What Did NASA’s DART Mission Really Do To That Asteroid? We Are About To Find Out

The European Space Agency’s Hera spacecraft is on its way to check out the damage NASA’s DART mission did to an asteroid called Dimorphos.

Hera launched aboard a Falcon 9 rocket from Cape Canaveral on Monday, just days ahead of Hurricane Milton. While the monster hurricane sweeps across the middle of Florida, Hera will be beginning a two-year journey past Mars and out to the asteroid belt. The mission’s goal is to help us understand how to prevent a different kind of natural disaster: an asteroid impact.

So You Crashed Into an Asteroid — Now What?

When Hera reaches Didymos and Dimorphos in December 2026, it will send home the most detailed information so far about humanity’s first attempt to deflect an asteroid from its path. Hera carries 11 scientific instruments, which it will use to measure how big a dent NASA’s DART spacecraft left in the smaller asteroid, Dimorphos, when it plowed into the asteroid’s surface in September 2022. The mission will also measure the exact mass and makeup of Dimorphos, something scientists here on Earth are only approximately sure about even after smacking a 1300-pound spacecraft into it.

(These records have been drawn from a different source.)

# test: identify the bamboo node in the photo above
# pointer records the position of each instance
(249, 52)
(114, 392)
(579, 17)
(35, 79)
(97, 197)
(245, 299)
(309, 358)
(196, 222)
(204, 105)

By combining those two key pieces of information, researchers will learn how asteroids of different types react to having heavy chunks of metal smash into them at high speeds — which could one day save millions of lives, if space agencies can translate that information into designing missions to knock any menacing near-Earth asteroids off their collision courses with Earth. (That’s not the only idea that scientists are working on; a recent study suggested that x-rays from a nuclear explosion could also nudge an asteroid away from Earth.)

2500-foot-wide asteroid Didymos was never a threat to Earth, and neither was poor little Dimorphos, the 500-foot-wide clump of rocky debris that orbits Didymos. But the system was a perfect target for DART, a mission to test whether we could actually knock an asteroid off course by hitting it with a spacecraft. The answer turned out to be yes: DART hit Didymos hard enough to change its orbit around Dimorphos by about 30 minutes.

What we can see from Earth suggests that a lot of that change came from the plume of ice and vapor blasted out of the asteroid by the crash — not from the momentum of DART smacking into its surface at 13,000 miles an hour. That’s important to understand, because it can help mission planners figure out the right size, speed, and angle to hit the next asteroid with. For the same reason, it’s important to understand exactly what Dimorphos is made of and how it’s put together. Astronomers are fairly sure that Dimorphos is what’s called a rubble pile asteroid, meaning that it’s mostly big boulders of rock, with dust in between them, held together by gravity but not actually melded into one solid chunk of rock. And that could explain why DART seems to have actually changed Dimorphos’s shape instead of just digging a crater.

One of Hera’s main goals is to get a clearer answer to that question. To accomplish that, the spacecraft is packed with 11 scientific instruments — and like asteroid Didymos, Hera has satellites of its own: two miniature spacecraft about the shape and sizes of shoeboxes, called Juventas and Milani. (Milani was named in honor of the late mathematician Andrea Milani, who developed a computer system to calculate the chances of any given asteroid eventually posing a threat to Earth.)

Together, the three spacecraft will spend several weeks in orbit around the pair of asteroids, eventually swooping within half a mile of Didymos. At the end of the mission, Hera will attempt to land on Didymos, while her two little cubesats try to set down on Dimorphos — all without landing gear, so it’s going to be more like a series of very slow, careful crashes, which engineers hope the spacecraft will survive.

If asteroids could muse, Dimorphos might be thinking, “Oh, dear, not again.”